Previous reports have indicated that aging involves the accumulation of oxidative damage in cells and tissues and that oxidative stress is the main factor contributing to decreased organ and cell function during aging [8
]. High levels of polyunsaturated fatty acids accumulate in mammalian testes with aging, which are prone to free radical attack, creating an oxidative imbalance that results in impairment of steroidal testicular function [9
]. Previous reports from our group suggested that COR significantly attenuated age-related oxidative stress and decreased lipid peroxidation in aged rats [27
]. PRx4, an antioxidant enzyme that prevents oxidative stress-induced cell damage, is ubiquitously distributed in the mitochondrial matrix and expressed at high levels in reproductive organs [46
]. The levels of GST and its GSTm5 form, which occur in fibrous sheaths and promote the proliferation and differentiation of germ cells, may be altered during oxidative stress to combat attack by free radicals in the testes and spermatogenic cells [47
]. Similarly, GPx4, an antioxidant that protects against free radical-mediated damage to membrane lipids, proteins, and nucleic acids, has also been implicated as an important structural molecule in sperm maturation [49
]. Based on these reports, we evaluated the expression of key enzymes that regulate oxidation and play important roles in sperm function and spermatogenesis, such as GPx4, GSTm5, and PRx4. Consistent with the reported results, we observed that the levels of GPx4, GSTm5, and PRx4 in aged rats were downregulated than those in young control rats. COR (20 mg/kg) treatment of aged rats significantly ameliorated the reduction in protein and mRNA levels in the testis tissues (p
The role of SIRT1 in spermatogenesis, including spermatogenic stem cells, as well as germ cell function has been extensively studied [50
]. Sirtuins are associated with longevity and are involved in regulating male germ cell lifespan and aging-related decline in sperm quality [30
]. In contrast, the levels of mTORC1, a key modulator of autophagy- and age-related diseases, increases when food is abundant, prompting cells to increase their overall protein synthesis and proliferate. mTORC1 level decreases during unfavorable conditions, which reduces the overall production of proteins required for various biological activities, including events that are pivotal for spermatogenesis and the reproductive potential of males [51
]. Evidence suggests that mTORC1 regulates male fertility, and its inhibition is currently being investigated for the treatment of certain diseases, such as cancers and defects in male reproduction.
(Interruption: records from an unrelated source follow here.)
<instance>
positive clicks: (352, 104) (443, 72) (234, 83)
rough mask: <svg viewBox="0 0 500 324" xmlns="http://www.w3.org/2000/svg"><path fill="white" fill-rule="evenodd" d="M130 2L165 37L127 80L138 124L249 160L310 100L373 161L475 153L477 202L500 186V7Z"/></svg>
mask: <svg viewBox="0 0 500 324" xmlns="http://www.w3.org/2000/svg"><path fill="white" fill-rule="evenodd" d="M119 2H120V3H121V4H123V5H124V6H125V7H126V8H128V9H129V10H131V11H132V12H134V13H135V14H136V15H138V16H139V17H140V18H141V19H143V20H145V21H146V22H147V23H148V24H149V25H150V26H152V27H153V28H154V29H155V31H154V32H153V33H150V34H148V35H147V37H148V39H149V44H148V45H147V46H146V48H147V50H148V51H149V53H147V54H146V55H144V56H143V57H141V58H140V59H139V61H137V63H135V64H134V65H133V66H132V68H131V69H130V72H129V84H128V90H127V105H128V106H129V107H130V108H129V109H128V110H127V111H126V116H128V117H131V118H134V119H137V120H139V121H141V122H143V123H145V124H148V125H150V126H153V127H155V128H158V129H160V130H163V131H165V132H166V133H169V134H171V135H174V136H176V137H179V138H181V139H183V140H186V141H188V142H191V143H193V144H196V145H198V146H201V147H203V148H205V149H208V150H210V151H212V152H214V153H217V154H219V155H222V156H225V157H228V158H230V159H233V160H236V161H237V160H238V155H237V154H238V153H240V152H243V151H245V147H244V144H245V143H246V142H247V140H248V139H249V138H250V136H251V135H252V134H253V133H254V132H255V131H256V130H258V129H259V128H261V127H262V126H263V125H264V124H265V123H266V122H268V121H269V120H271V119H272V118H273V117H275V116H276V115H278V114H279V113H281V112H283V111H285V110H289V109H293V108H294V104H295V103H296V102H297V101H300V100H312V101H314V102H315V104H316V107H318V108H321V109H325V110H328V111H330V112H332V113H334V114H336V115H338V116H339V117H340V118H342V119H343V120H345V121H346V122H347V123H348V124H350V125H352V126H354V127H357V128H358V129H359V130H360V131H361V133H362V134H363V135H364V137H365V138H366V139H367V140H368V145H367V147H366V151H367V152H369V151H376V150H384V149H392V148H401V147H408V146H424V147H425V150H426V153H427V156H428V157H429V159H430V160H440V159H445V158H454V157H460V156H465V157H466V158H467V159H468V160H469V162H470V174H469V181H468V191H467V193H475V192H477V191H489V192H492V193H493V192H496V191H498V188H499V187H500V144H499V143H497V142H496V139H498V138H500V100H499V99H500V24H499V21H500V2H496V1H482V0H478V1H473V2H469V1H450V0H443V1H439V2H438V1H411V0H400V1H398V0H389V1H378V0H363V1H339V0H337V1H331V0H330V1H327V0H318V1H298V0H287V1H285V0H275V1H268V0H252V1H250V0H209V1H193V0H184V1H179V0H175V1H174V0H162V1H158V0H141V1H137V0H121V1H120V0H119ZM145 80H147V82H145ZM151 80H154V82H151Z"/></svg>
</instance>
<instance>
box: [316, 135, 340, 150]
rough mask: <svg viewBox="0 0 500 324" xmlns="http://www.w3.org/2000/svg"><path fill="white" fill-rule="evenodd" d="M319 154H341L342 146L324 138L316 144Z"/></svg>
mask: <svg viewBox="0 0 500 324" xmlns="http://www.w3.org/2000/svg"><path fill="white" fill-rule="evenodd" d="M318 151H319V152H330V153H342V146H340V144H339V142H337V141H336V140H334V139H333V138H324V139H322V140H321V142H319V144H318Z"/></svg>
Therefore, SIRT1 and mTORC1 can be used as biomarkers of aging and aging-related male reproductive conditions. We observed that the protein and mRNA levels of SIRT1 and p-mTORC1 in the AC group were significantly altered compared with those in the YC group (p
< 0.05) and that COR treatment (20 mg/kg) attenuated these changes in aged rats, suggesting that COR regulates and delays testicular aging. However, further studies are needed to clearly elucidate the detailed cellular mechanism via which COR improves testicular dysfunction associated with aging.